The school’s executive chef for catering, Kristoffer Alber, talked up many of the key players during the media preview.
Starting off, he introduced a chorizo sausage topped with chimichurri, a lime crema, and habañero pickled red onions that had a good kick. This will be found in the new Glass City Smokehouse, as will the brisket nachos with a base of crisp chips, fresh jalapeño slices, and smoked cheese sauce.
Both of these were created specifically for the Sept. 14 home opener against Murray State University, and each costs $7. They’ll “tailor [these rotating items] to the season and sometimes to the opponent,” said Mr. Alber.

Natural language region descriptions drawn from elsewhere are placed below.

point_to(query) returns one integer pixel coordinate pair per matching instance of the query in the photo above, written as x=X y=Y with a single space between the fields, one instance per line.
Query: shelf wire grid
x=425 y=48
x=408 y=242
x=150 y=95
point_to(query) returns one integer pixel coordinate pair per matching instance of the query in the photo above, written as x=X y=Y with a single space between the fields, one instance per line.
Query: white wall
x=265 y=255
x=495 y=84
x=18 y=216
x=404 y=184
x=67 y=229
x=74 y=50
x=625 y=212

Other featured players at this locale will be half-pound burgers, grilled chicken sandwiches, smoked brisket sandwiches, and bratwurst ($6 each), as well as seasoned turkey legs (varying cost).

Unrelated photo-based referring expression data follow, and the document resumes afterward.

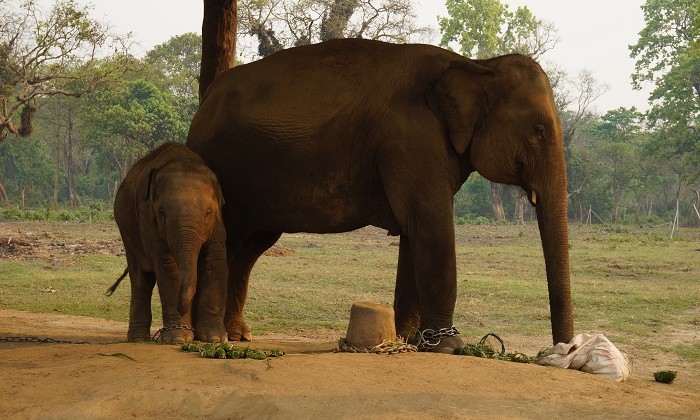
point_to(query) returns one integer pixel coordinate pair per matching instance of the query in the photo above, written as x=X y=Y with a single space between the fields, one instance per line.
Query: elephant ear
x=146 y=193
x=459 y=100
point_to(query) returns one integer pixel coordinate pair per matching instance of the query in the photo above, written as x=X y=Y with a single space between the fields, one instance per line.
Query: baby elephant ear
x=146 y=193
x=459 y=100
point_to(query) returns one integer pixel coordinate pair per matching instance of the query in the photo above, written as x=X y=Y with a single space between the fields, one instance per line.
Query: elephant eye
x=540 y=132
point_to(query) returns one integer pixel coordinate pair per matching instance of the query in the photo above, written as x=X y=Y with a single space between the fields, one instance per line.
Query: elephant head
x=501 y=118
x=186 y=202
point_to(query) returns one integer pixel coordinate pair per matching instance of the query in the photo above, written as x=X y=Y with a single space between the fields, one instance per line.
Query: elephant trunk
x=553 y=224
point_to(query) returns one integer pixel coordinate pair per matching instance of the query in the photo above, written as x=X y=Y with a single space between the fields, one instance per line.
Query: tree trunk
x=73 y=197
x=57 y=169
x=496 y=203
x=218 y=40
x=336 y=20
x=3 y=195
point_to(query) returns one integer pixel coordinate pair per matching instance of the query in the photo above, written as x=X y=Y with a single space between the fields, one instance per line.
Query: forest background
x=78 y=108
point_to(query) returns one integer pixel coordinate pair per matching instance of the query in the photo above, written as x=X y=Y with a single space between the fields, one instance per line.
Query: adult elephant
x=348 y=133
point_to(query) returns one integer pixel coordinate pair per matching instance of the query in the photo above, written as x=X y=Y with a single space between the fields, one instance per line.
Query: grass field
x=635 y=285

The Rockets earned extra points for smoking, frying, and preparing the majority of the menu’s ingredients in-house, including making sausages from scratch.

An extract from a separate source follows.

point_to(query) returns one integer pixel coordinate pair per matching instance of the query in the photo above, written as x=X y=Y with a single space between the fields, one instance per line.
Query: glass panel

They also offered a warm reception for local food purveyors.
Toledo institution Tony Packo’s will serve its Front Street franks for $4 and the much-loved original hot dogs for $5.
Domino’s Pizza is the official provider of this perennial fan favorite. Brian Edler, who owns more than a dozen franchises throughout Ohio, “is very involved with the Rockets,” said Heather Lutz, the school’s assistant athletic director for marketing and sales, so teaming up made perfect sense.
Fuzzy’s Tacos will offer street tacos filled with chicken or beef, as well as chips and queso.
And Holey Toledough Handcrafted Doughnuts will be frying up its wares on game days and brewing up Iron Bean Coffee Roasters’ beans to go with them. These gourmet treats “are just an amazing product,” said Mr. Alber, and there will be themed doughnuts for home games.
The Rocket Value Special is a great cheap eats deal: a hot dog, chips, and a 20-ounce drink for just $6.
And the food court will offer bacon on a stick which Mr. Alber’s assistant, Chef de Cuisine Dan McNabb, said is candied with a house-made Jim Beam sauce “drizzled over the top.”
Asked about plant-based items, Robert Daniel, athletic catering and concessions director, said they’re still seeking items “that vegan fans would like to eat,” rather than only choosing items because they meet a dietary standard (including gluten-free and allergen-free).
The university is actively seeking dishes “for every fan to enjoy,” he said.
“It wasn’t that long ago when we were popcorn and Coke,” said Paul Helgren, the athletic media relations director. “But today’s consumer expects more.”
Ms. Lutz agreed: “Game days are about more than just the game.” Music, concourse activities, atmosphere and, yes, the food all contribute to the experience.